The Moscow City Court ruling late Wednesday formalizes a ban on the organizations, which had already disband in the face of pressure from the authorities, as the Kremlin moves to sideline its most prominent opponent ahead of September parliamentary elections. Authorities accuse him of being a western agent seeking to overthrow the government.

U.K. Foreign Secretary Dominic Raab called the ruling “another Kafka-esque attack on those standing up against corruption and for open societies, and is a deliberate attempt effectively outlaw genuine political opposition.”

The U.S. State Department blasted the decision as “indicative of the Russian government’s widening crackdown on political opposition, civil society, and independent media.”

Navalny, 45, has been in prison since he returned to Russia in January following a poison attack last summer that he and western governments blame on the Kremlin. Dozens of his supporters have also been arrested, while others have fled the country. Authorities have steadily tightened laws on protests, political activity and media, including the internet.

Biden-Putin Summit

The Kremlin denies any role in Navalny’s illness and says authorities are just protecting the country against western efforts to destabilize the government.

U.S. President Joe Biden is expected to raise the crackdown with Russian leader Vladimir Putin at a summit in Geneva next week.

In a closed hearing, the Moscow City Court ruled in favor of a motion from prosecutors to bar Navalny’s Anti-Corruption Foundation and its successor, which have published high-profile exposes of alleged official graft. The decision also covers a network of regional campaign offices that helped organize protests against Putin.

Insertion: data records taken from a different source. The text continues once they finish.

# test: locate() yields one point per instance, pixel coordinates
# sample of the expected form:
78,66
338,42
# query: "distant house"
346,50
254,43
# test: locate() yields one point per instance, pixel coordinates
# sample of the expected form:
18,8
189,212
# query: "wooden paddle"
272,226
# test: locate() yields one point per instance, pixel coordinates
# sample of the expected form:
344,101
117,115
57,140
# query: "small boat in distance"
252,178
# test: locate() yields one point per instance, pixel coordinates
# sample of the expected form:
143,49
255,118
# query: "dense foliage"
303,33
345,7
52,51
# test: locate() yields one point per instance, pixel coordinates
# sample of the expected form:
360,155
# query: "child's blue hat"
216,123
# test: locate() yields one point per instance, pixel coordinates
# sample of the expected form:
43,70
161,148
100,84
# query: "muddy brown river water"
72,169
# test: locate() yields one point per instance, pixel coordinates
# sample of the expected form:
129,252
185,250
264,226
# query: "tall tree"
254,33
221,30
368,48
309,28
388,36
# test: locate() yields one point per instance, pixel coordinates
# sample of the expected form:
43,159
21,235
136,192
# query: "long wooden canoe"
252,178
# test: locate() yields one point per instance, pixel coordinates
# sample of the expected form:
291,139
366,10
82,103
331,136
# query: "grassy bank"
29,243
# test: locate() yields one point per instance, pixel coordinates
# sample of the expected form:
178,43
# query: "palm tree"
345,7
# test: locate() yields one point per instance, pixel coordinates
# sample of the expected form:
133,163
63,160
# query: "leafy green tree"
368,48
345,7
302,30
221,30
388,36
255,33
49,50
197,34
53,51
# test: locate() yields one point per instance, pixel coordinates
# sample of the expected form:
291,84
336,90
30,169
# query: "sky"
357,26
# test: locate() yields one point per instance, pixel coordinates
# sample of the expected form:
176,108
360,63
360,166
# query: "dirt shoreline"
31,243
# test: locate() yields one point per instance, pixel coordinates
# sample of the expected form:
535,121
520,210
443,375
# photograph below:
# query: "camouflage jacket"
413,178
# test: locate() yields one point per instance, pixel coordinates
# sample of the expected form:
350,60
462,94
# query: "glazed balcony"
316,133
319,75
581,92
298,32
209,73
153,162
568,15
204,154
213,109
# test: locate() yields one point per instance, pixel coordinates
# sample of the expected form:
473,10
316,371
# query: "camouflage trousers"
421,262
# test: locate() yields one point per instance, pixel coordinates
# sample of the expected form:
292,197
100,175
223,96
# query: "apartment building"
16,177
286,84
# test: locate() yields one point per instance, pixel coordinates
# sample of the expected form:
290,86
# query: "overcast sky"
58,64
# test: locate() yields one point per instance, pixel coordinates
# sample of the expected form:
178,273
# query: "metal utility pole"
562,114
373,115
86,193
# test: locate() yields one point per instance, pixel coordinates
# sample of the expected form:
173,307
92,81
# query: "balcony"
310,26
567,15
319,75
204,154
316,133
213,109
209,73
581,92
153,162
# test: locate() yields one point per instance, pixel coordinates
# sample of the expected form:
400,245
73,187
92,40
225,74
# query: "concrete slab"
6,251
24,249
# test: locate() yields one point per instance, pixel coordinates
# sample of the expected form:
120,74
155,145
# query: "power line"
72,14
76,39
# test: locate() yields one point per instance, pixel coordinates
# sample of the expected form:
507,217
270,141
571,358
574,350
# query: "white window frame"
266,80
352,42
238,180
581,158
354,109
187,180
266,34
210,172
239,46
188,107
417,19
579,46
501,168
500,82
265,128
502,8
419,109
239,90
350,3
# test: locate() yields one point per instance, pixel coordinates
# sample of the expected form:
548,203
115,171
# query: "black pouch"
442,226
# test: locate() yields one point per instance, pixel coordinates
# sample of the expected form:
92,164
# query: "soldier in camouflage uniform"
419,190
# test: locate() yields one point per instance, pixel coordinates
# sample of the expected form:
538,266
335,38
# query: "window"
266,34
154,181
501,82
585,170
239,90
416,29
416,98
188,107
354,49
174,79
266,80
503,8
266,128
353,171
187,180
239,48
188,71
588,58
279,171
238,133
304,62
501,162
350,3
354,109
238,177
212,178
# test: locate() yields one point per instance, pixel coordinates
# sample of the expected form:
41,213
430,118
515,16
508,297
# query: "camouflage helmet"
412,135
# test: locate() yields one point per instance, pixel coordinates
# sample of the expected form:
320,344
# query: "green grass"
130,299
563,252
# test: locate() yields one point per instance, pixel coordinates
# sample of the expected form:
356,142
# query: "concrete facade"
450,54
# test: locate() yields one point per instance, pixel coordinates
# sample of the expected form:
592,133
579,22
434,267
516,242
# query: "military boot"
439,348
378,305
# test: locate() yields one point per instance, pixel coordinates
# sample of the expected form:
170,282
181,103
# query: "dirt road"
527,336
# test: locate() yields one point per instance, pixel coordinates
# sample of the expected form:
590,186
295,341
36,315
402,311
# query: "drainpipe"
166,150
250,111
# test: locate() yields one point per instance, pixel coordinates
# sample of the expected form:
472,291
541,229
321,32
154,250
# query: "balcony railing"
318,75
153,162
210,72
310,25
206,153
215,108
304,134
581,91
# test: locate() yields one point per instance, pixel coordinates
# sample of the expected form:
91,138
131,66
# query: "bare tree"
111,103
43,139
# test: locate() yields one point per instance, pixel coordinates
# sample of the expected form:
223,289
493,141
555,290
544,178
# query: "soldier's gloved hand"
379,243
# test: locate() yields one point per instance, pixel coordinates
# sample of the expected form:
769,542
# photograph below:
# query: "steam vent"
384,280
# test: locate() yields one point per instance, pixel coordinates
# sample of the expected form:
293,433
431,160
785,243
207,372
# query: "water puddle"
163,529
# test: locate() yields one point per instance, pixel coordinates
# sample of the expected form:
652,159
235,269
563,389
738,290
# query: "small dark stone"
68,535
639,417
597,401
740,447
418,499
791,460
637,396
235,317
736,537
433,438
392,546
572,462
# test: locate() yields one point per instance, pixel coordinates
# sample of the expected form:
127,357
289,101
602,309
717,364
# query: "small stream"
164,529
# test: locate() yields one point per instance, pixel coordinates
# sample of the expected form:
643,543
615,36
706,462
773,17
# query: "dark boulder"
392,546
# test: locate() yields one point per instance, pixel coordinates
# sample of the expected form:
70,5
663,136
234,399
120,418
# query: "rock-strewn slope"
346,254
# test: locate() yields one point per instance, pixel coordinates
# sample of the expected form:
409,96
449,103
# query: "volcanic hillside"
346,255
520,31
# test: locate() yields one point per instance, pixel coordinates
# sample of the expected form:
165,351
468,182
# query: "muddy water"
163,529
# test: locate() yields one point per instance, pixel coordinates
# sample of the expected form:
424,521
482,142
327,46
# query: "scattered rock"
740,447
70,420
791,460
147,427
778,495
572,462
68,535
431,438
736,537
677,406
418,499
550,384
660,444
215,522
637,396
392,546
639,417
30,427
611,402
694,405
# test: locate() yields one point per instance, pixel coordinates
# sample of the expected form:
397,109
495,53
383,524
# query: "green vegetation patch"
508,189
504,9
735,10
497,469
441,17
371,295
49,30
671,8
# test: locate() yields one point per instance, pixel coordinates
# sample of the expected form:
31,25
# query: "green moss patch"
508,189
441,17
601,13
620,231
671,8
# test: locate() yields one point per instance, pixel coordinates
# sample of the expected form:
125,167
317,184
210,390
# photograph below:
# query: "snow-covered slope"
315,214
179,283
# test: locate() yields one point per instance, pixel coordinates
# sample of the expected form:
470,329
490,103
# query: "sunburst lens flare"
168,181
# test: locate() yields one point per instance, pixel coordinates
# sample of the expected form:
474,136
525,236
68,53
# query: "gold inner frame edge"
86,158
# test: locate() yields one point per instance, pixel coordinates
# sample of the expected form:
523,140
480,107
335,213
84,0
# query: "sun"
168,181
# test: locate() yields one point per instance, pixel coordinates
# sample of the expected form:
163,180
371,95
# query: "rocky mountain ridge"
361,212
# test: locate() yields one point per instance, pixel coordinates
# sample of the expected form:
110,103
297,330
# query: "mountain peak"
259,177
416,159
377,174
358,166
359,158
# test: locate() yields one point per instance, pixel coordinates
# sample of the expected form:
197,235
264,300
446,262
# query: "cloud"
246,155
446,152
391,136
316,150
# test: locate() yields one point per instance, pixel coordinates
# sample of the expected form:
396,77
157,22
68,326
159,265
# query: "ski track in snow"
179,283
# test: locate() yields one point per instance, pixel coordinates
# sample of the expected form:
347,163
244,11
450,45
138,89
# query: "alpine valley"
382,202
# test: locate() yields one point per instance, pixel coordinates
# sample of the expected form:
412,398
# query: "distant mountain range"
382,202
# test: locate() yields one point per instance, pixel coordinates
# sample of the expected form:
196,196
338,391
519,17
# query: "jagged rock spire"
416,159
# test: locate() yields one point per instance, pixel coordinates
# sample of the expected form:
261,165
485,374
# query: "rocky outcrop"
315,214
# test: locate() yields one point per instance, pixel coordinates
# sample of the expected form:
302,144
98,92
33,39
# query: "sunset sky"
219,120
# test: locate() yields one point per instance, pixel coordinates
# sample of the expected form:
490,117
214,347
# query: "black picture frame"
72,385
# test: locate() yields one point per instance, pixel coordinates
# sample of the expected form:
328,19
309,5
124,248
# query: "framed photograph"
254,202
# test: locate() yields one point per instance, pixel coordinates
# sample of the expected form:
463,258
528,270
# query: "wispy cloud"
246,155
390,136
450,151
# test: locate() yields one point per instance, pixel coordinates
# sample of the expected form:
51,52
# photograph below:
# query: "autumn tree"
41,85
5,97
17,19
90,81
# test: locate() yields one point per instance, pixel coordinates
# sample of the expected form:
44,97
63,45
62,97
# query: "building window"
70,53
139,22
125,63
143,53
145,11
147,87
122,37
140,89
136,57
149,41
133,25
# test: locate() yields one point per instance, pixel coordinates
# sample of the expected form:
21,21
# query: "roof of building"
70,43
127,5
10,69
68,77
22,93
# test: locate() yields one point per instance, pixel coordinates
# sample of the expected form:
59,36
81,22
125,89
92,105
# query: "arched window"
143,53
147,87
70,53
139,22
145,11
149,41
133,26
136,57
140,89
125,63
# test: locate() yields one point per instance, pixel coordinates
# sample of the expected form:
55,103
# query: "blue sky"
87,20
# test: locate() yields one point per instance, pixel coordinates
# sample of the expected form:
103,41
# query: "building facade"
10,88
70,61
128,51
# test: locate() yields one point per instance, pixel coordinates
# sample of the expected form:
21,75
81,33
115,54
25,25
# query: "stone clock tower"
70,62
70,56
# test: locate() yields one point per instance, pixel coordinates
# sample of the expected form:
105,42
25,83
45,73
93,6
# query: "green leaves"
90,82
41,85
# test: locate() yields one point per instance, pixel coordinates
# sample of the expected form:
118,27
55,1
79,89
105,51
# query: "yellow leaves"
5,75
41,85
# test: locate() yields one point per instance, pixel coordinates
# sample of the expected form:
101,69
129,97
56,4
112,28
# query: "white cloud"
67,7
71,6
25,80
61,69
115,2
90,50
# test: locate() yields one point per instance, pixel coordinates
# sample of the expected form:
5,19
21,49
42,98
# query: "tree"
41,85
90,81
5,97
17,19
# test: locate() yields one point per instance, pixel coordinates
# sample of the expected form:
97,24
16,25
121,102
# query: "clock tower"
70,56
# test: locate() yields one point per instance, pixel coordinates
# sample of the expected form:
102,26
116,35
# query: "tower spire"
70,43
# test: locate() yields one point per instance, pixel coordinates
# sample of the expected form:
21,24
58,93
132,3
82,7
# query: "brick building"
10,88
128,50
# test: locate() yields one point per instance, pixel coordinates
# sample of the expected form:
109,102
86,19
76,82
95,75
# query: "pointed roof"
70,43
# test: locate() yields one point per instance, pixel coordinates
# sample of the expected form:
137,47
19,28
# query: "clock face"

The designation makes membership in the groups a criminal offense and give the authorities the ability to freeze activists’ bank accounts. The groups were already disbanded after prosecutors issued provisional designations. Putin last week signed a draft law that bars people involved in groups deemed extremist from running for office.

September Elections

The crackdown comes ahead of elections in which Navalny’s allies plan to use a “smart voting” initiative that encourages voters to back the politician in each contest seen as most likely to beat the Kremlin’s favored candidate. Polls show support for the ruling party has slipped amid stagnant living standards and the Covid-19 recession.

Wednesday’s ruling came hours after an investigation by Bellingcat alleged that a Russian poet critical of Putin may have been poisoned by the same Federal Security Service, or FSB, team that allegedly attempted to kill Navalny in the poisoning attack last summer.

Dmitry Bykov, a public intellectual who fell violently ill in 2019 after traveling in Siberia, was followed by the same secret unit that Bellingcat has linked to a series of alleged poisonings of Russian opposition figures, according to the report done in collaboration with The Insider.

“Yes, they tried to poison me,” Bykov said by phone Wednesday, adding he wasn’t involved in the investigation. Spokespeople for the FSB and the Kremlin didn’t immediately respond to requests for comment.